# $30 an acre!!!!



## JFKFLA (Mar 25, 2008)

I was an ebay looking at hunting items. I came across this auction for this lease. Starting bid is $25 an acre but you can lease it now for $30 an acre. I do not know about you guys but these prices are getting out of hand.
http://cgi.ebay.com/ws/eBayISAPI.dll?ViewItem&item=250228100485&ssPageName=ADME:X:RTQ:US:1123


----------



## redneckcamo (Mar 25, 2008)

yepp with the slow work an the prices it costs too lease im bout down fer the count myself....somthin needs too give !!!


----------



## funboy30189 (Mar 25, 2008)

i like the fact that its 25 bucks an acre for trophy managed kill all deer club. he is dreaming


----------



## 01Foreman400 (Mar 25, 2008)

That was a good laugh.

Darrell


----------



## whitworth (Mar 25, 2008)

*Some landowner*

should just advertise a hunt lease for $100 an acre, and get over the price raising business.   We need another crash.  Gold, copper, oil, all fell in the past week.

Housing prices are down; recession needs to hit those people too.


----------



## Jim Thompson (Mar 25, 2008)

although I would not consider anything close to that in GA...it does come with what looks to be a nice house to stay in when there

if you figure renting the trailer for $400 a month for 7 months a year now your only $20 an acre for the land.  still stupid high for GA, but getting more realistic


----------



## satchmo (Mar 25, 2008)

Wow.

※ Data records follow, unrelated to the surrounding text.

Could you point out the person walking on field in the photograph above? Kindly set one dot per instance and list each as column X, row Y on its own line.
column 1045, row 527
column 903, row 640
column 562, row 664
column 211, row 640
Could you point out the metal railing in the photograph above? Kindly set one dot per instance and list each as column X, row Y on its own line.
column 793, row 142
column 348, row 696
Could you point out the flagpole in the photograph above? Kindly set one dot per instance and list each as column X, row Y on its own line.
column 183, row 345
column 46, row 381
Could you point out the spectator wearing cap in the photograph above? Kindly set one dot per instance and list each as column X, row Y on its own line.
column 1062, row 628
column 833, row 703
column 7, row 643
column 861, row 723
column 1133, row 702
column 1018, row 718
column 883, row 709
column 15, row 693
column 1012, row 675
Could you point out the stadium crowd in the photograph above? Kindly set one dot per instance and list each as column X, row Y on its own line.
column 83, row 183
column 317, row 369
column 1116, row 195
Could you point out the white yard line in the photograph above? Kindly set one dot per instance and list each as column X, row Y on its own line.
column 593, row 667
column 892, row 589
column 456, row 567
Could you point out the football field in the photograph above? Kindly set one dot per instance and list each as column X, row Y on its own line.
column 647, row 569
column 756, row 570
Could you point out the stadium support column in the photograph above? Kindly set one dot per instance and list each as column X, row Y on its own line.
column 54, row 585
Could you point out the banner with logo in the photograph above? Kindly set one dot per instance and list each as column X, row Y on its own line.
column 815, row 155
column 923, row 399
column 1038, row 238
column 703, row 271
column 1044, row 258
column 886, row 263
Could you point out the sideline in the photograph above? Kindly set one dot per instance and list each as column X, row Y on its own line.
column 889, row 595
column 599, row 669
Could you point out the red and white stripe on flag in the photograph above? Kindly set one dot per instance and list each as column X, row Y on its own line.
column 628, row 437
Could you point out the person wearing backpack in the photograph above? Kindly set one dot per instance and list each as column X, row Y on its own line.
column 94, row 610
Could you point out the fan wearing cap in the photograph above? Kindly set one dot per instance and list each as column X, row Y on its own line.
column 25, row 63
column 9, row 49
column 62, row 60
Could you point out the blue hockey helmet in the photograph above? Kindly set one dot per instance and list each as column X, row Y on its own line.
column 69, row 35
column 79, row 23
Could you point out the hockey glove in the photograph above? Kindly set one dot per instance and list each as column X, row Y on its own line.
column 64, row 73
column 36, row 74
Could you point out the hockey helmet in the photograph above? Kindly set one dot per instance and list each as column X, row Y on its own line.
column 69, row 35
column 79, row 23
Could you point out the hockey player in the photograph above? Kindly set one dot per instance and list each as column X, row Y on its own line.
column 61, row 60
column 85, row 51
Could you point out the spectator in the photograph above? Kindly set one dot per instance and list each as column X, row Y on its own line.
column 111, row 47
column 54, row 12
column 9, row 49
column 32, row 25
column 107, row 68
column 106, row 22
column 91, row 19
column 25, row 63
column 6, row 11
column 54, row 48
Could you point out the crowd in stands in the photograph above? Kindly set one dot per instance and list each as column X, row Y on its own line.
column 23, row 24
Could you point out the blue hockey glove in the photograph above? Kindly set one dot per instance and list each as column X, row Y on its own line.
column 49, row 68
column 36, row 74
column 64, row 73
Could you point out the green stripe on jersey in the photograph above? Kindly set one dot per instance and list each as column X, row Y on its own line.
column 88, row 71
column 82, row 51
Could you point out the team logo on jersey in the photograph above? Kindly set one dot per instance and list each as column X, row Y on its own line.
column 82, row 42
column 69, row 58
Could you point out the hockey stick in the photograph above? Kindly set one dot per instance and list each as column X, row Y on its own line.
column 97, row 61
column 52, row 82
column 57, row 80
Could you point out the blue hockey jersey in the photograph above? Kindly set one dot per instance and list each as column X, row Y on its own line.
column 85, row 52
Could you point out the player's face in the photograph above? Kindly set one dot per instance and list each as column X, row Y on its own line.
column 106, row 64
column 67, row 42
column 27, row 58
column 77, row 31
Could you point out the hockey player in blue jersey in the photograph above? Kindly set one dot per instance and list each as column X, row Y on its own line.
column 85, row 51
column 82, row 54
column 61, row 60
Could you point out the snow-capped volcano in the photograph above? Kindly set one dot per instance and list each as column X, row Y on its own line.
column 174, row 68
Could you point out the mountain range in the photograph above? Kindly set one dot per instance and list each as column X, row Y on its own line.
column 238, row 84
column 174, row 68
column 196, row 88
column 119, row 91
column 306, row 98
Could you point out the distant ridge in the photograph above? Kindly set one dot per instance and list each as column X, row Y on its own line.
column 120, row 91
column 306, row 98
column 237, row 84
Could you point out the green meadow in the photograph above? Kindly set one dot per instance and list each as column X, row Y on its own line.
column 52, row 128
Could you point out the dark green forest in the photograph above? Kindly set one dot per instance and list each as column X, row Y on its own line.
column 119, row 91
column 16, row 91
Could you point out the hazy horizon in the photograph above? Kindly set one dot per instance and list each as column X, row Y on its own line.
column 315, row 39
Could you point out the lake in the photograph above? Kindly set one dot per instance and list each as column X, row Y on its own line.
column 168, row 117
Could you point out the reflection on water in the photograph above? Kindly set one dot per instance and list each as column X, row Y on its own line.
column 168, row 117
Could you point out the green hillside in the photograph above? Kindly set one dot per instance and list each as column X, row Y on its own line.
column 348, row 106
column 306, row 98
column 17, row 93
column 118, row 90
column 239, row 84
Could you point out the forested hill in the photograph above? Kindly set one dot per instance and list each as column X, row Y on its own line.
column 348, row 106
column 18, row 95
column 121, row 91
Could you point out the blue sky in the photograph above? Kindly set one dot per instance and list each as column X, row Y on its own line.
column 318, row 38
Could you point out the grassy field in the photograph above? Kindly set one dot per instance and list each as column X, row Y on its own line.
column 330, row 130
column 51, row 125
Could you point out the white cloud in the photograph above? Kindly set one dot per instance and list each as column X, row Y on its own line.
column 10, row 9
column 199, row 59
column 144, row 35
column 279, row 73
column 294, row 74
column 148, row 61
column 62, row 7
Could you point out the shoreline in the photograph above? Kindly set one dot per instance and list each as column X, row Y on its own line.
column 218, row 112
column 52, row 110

I'd say it was hard to belive, but five years ago if someone said that gas would be four bucks a gallon what would we say???


----------



## Bruz (Mar 25, 2008)

3 years ago we were paying $22 an acre for land in Meriwether.......I now pay $6.60 in Alabama.

Robert


----------



## hicktownboy (Mar 25, 2008)

JFKFLA said:


> I was an ebay looking at hunting items. I came across this auction for this lease. Starting bid is $25 an acre but you can lease it now for $30 an acre. I do not know about you guys but these prices are getting out of hand.
> http://cgi.ebay.com/ws/eBayISAPI.dll?ViewItem&item=250228100485&ssPageName=ADME:X:RTQ:US:1123



Alright, I am thinking about getting this property, whos in??


----------



## WishIwuzhuntin (Mar 25, 2008)

OK guys-new club needs 110 members at $250/apiece Edited to Remove Profanity ----Edited to Remove Profanity ----Edited to Remove Profanity ----Edited to Remove Profanity ----


----------



## WishIwuzhuntin (Mar 25, 2008)

ok lmbo


----------



## bear-229 (Mar 25, 2008)

sad thing is someone will pay it


----------



## hicktownboy (Mar 25, 2008)

Dont cry ! Im already on it yall missed out...


----------



## ray97303 (Mar 26, 2008)

JFKFLA said:


> I was an ebay looking at hunting items. I came across this auction for this lease. Starting bid is $25 an acre but you can lease it now for $30 an acre. I do not know about you guys but these prices are getting out of hand.
> http://cgi.ebay.com/ws/eBayISAPI.dll?ViewItem&item=250228100485&ssPageName=ADME:X:RTQ:US:1123



Who is in?  A lease price @ $27,500/$33,000! A good chance someone from Florida will take it!


----------



## YOUNGGUNZ (Mar 26, 2008)

I saw that 2!!! I dont understand Y they think there going to get $25 an acre for 1100 acres. Thats insaine!!!


----------



## tbgator (Mar 26, 2008)

If all hunters will band together and set a cap on what we will pay to hunt the prices will be forced down. For those who will pay whatever it takes they never need to complain, they are "the problem".


----------



## Dudley Do-Wrong (Mar 27, 2008)

> If all hunters will band together and set a cap on what we will pay to hunt the prices will be forced down


That would be true if we all made below a certain dollar figure.  The problem is, is that you have folks in certain professions that makes tons of money and won't bat an eye paying super premimum $$$ per acre.


----------



## AlexPeres (Apr 5, 2008)

hmmm 25 an acer deer must have golden hooves or something.


----------



## redneckcamo (Apr 5, 2008)

its all about the cash fellas ....!!!!!


----------